10. OOO A.C.- A Grande Enchente

 

(N.) Muitas luas se passaram desde a guerra e novos acontecimentos as acompanharam: D’ leh e Evolet guiaram os Iagala um novo vale, onde estava sempre sol. Neste vale, existia um lago belo e cristalino. Com a ajuda do lago e das técnicas de irrigação e plantio que aprenderam com os “egípcios” e com a tribo Naku, eles cultivaram plantas por todo o vale. Além disso, no vale existiam muitos animais (lobos, cães e até mannaks) que eles aprenderam a domesticar e que os ajudavam no dia a dia. O vale ainda contava com uma grande vantagem: por ser entre montanhas e só existir uma entrada/saída, ele era protegido dos inimigos.

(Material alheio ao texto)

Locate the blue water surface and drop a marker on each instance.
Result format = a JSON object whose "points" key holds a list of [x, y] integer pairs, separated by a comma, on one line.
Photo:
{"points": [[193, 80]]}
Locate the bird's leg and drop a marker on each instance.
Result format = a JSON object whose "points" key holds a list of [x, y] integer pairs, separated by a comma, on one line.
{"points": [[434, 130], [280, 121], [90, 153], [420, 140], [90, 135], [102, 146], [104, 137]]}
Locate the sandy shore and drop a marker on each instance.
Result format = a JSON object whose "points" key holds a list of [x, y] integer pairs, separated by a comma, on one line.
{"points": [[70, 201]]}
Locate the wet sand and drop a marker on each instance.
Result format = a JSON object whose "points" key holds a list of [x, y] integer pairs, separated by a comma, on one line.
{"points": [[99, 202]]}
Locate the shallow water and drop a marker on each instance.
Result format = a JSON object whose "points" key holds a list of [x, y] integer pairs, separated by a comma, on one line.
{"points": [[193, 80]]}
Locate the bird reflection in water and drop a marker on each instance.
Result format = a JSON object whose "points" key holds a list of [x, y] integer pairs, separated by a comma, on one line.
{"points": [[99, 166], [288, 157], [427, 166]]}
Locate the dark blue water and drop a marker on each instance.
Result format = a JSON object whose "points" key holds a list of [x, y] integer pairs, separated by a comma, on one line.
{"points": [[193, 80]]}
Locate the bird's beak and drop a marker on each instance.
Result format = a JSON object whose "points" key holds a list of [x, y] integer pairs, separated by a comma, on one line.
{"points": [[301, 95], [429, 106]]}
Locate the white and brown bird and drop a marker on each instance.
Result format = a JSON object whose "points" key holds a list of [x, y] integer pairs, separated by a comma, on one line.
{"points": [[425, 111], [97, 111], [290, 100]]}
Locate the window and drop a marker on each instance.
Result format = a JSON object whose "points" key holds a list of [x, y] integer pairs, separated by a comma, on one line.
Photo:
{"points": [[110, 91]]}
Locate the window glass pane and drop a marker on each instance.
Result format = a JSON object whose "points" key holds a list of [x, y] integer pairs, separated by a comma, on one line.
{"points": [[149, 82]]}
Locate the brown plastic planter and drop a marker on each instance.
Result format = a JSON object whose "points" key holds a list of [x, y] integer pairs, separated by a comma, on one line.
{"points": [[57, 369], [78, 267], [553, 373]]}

(N.) Com o passar dos anos, eles passaram a desenvolver casas, planejaram a roda e começaram a planejar cidades.

(N.) Não foi só a tribo que se desenvolveu: D’ leh e Evolet criaram uma família: tiveram duas filhas e um filho, chamados Marinneh (a mais jovem, com 7 anos), Pinny (a filha do meio, com 11 anos) e Midraxe (o mais velho, com 17 anos). Por ser o único homem e o mais velho, Midraxe estava destinado a ser o líder da aldeia.

(C.D.) D’ leh e seu filho Midraxe, ensinando-o a caçar em uma parte mais afastada do vale.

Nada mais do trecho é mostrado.